检测文本文件中的前缀

时间:2015-12-05 07:26:27

标签: java arrays matcher

我试图在整个文本文件中捕获包含某些4个字母前缀的所有单词。这些前缀被指定为名为“keywordList”的数组列表。代码当前的方式,我正在捕获所有需要捕获的单词(包含数组列表中的任何前缀“keywordList”),但是,我得到重复,并且由于某种原因,有时它会打印空白行( s)打印出一个检测到的单词后。
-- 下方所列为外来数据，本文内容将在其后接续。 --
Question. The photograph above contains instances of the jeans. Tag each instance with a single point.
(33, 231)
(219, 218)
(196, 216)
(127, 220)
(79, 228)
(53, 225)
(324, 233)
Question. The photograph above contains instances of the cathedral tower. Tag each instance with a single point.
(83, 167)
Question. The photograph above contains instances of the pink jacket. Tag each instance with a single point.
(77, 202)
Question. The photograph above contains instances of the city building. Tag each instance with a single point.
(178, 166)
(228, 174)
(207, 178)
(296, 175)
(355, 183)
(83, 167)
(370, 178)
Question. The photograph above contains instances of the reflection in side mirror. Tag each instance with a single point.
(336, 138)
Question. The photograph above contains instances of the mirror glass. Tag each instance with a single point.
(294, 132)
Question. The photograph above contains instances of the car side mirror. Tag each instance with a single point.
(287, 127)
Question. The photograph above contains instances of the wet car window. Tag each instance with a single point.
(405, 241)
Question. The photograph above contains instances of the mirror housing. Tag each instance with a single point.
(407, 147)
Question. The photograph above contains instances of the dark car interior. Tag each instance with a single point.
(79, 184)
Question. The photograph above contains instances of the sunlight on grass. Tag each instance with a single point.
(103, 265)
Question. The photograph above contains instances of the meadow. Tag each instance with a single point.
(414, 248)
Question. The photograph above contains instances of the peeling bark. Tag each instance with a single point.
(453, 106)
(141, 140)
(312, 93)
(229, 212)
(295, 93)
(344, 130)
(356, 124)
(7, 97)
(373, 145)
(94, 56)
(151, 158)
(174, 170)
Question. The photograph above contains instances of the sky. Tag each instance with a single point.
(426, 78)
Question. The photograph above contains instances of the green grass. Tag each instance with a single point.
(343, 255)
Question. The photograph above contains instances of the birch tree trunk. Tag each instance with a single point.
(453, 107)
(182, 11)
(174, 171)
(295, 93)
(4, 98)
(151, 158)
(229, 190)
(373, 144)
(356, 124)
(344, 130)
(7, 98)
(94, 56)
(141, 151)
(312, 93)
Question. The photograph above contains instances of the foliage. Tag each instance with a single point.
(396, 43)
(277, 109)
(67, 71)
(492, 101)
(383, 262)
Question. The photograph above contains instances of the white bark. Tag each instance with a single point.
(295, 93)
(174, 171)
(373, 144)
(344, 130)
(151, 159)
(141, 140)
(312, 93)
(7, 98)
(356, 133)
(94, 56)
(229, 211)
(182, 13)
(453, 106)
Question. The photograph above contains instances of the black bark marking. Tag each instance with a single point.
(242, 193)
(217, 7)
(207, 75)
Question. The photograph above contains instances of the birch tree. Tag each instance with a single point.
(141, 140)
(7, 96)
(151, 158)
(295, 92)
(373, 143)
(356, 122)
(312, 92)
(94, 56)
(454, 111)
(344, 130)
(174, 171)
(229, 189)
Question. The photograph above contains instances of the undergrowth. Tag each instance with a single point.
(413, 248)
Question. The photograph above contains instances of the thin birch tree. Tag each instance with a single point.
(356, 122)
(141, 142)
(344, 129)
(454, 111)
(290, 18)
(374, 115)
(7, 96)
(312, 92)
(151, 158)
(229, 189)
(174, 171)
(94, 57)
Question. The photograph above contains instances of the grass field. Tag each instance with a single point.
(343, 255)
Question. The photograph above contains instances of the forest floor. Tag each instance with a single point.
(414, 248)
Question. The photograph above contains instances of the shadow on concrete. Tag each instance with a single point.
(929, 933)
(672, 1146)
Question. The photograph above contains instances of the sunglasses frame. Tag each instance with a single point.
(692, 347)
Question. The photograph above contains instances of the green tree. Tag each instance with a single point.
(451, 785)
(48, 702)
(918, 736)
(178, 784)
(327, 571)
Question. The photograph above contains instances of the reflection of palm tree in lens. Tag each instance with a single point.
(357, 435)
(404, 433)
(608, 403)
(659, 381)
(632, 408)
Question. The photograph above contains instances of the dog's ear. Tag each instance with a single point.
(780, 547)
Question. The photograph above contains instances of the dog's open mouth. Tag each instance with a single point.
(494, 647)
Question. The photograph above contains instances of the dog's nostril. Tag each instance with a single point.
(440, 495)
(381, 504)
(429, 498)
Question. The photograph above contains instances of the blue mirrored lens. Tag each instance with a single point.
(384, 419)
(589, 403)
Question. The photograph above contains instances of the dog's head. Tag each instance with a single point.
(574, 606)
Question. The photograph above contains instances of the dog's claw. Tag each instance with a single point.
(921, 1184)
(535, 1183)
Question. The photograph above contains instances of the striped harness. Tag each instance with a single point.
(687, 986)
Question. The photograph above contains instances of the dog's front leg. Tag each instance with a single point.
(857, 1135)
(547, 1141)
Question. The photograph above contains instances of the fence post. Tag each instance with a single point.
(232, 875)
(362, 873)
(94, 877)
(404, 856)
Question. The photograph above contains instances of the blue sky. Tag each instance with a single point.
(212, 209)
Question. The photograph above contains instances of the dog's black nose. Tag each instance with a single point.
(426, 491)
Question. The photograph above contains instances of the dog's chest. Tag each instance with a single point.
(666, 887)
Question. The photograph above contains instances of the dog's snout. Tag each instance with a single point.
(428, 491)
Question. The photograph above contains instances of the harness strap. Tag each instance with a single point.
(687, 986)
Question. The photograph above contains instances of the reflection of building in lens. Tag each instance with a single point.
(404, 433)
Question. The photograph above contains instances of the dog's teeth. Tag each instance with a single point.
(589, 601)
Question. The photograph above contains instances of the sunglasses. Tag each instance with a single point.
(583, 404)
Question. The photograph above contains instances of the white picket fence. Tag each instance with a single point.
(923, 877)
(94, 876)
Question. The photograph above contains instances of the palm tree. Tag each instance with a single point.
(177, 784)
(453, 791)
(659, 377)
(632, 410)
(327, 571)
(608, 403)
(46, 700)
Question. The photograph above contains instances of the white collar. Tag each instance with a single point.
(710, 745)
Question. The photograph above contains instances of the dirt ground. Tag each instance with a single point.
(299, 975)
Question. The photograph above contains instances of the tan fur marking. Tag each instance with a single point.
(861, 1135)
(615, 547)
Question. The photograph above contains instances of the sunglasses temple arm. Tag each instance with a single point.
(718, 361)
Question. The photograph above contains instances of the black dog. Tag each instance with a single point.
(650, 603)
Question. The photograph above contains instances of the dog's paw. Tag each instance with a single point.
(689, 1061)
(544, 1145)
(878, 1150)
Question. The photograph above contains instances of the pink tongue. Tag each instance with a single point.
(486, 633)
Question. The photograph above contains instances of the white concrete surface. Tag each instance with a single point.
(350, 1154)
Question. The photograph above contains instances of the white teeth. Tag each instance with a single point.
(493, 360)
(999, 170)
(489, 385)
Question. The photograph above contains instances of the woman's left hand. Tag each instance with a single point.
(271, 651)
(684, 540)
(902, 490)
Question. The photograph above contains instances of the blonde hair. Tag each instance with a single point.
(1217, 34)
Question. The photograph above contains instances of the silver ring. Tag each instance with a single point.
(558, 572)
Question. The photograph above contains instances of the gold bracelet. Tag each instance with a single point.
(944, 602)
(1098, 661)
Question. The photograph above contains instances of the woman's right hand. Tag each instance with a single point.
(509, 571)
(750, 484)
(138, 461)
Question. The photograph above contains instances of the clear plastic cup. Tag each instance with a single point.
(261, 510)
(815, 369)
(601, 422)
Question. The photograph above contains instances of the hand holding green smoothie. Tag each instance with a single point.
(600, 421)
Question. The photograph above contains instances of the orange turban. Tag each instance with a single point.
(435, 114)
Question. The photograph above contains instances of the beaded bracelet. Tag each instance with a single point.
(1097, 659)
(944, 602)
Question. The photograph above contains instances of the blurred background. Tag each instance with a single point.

换句话说,打印输出的图案没有任何均匀性。

控制台输出:

Result: 
Result:APXP5558899
Result: 
Result: 
Result:IGC088838383833
Result: 
Result:CDAV
Result: 
Result:ASHGJHSGDSAGD
Result: 
Result:MOE1477347384
Result: 
Result:GHTS348939438
Result:ASHGJHSGDSAGD
Result: 
Result:MOE1477347384
Result: 
Result:GHTS348939438
Result:EGLVxxxxxxxxxxxxx
Result: 
Result:ESLVililillililil
Result: 
Result:HYSC999xxx
Result:  

我希望打印到这样的结果:

Result:APXP5558899
Result:IGC088838383833
Result:CDAV
Result:ASHGJHSGDSAGD
Result:MOE1477347384
Result:GHTS348939438
Result:ASHGJHSGDSAGD
Result:EGLVxxxxxxxxxxxxx
Result:ESLVililillililil
Result:HYSC999xxx

文字文件内容:

jkjfkjkjfkjkf jkjkfiiiiidijdjd
ddffdf
ddjjdkkii
jjjjd
sdhfjhdsfhjdsh APXP5558899 fdfsdsfsfsfgsfsdg
asjhdjsahjdhjsahd IGC088838383833 lllllllllpppppssss
JIJSIJSIJSJISJS
CDAV 337990099
kkkkkksslslsls
ASHGJHSGDSAGD MOE1477347384 GHTS348939438

EGLVxxxxxxxxxxxxx ESLVililillililil jdjdjdjdjdjdjddjdj
HYSC999xxx  6969696969696

我当前的代码:

import java.io.BufferedReader;
import java.io.FileReader;
import java.util.ArrayList;
import java.util.Arrays;
import java.util.regex.Matcher;
import java.util.regex.Pattern;

public class searchPdftext
{
public static ArrayList<String> keywordList;
public static String []  TestArray;
public static String Possibilities;

public static void main(String args[]) throws Exception
{

    //Possibilities =  keyword : TestArray;// i took out an =
    int tokencount;

    FileReader fr = new FileReader("EvergreenDME.txt");
    BufferedReader br = new BufferedReader(fr);

    String s = "";
  int linecount = 0;      
  keywordList = new ArrayList<String>(Arrays.asList("APXP",  "IGC0", "CDAV",  "COSB", 
         "ESLV",  "2ISU",  "SUDU",  "5BUT", "HYSC", 
         "BNGF", "45HG", "NBCH", "MOE1", "RFGD",
         "GHTS"));  


    String line;
    while ((s = br.readLine()) != null) {
        String[] lineWordList = s.split(" ");
        for (String word : lineWordList) {

             for (String keyword : keywordList) {
                 if (word.contains(keyword)) {
                     //System.out.println(s);
                     test(s);
                     break;


                 }
             }
         }
     }
}


private static void test(String text) {
Matcher m = Pattern.compile("\\b"+keywordList+".*?\\b").matcher(text);//"\\bABC123.*?\\b"____Word boundary // (?<=^|\s)ABC123\S*__For White spaces
if (m.find()) {
    System.out.println("Result:" + m.group()) ;
    while (m.find()) {
        System.out.println("Result:" + m.group()) ;//System.out.println("Result:" + m.group() +" ");
    }
} else {
    System.out.println("Not found: " + text);
}
}
}

0 个答案:

没有答案